Processes which already have the old foo open continue happily onwards with the old underlying file: they have reference counts on the file in the same way that the directory entries do and they can modify the underlying file however they like.

That initial "ln foo foo.bak" you did also means you can access the old file under the name "foo.bak". Note that creating that foo.bak link is not a necessary part of letting those existing processes continue to access the file. If you don't create that extra foo.bak link, those processes still have a reference count on the underlying file and can access/modify/map it. The only difference is that there is no longer any name in the filesystem by which that file can be newly opened.

However, creating that hard link is useful so that you still have a name for that old file (in case your new one turns out not to have been such a good idea after all). It also saves taking a complete new copy which would have meant that you'd have had three copies of the data at one point (old one, backup of old one, new one) which might be inconvenient with big files.

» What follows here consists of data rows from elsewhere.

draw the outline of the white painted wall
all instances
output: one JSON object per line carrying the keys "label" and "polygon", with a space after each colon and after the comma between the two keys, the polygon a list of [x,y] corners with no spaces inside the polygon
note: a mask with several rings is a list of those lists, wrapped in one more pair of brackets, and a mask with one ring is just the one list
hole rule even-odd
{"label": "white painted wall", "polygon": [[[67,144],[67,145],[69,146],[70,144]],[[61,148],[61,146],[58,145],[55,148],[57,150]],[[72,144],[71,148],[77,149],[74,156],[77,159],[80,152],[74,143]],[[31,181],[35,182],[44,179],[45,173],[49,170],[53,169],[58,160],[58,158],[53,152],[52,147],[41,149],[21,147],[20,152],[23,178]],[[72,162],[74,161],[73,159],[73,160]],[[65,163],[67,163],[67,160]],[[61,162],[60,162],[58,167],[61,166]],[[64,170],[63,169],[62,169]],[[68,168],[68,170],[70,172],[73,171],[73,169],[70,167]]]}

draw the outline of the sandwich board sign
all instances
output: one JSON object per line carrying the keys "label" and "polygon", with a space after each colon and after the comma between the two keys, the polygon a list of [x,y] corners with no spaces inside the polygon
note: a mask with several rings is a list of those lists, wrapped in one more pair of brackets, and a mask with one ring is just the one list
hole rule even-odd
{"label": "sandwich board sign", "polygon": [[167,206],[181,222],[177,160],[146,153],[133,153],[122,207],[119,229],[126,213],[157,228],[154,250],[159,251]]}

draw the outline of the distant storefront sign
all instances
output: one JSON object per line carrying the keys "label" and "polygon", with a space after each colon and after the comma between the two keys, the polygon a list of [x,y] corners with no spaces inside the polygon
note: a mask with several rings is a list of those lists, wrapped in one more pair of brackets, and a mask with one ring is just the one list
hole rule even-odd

Note that foo.bak is a link to a completely different file--let's call it "inode 1234" just to be more concrete and to separate out the idea of "filename" from "underlying file/inode." (Even if you're using some modern filesystem that doesn't think of itself as really using inodes, it's got to pretend it does from the point of view of these operations.) Then you start with a directory entry "foo -> 1234," do a "ln foo foo.bak" which adds an entry "foo.bak -> 1234" and then do "mv newfoo foo" which atomically replaces the "foo -> 1234" entry with "foo -> 5678" (whereas before there had been "newfoo -> 5678"). If you follow all the links, it all works out nicely.

The guaranteed semantics of rename(2) are documented in SuSv2 at http://www.opengroup.org/onlinepubs/007908799/xsh/rename.html

One thing to note is that the Linux man page I have documents that there is allowed to be a window in which both "newfoo" and "foo" both refer to the same file (the file being renamed, i.e. the one with inode 5678 in the above example). I'm not quite sure how one could observe such an event (does it imply getdents(2) is allowed to return both the "newfoo -> 5678" entry and the "foo -> 5678" entry in the returned buffer of a single call?) since there is no way of issuing both opens "at the same time" in any observable way.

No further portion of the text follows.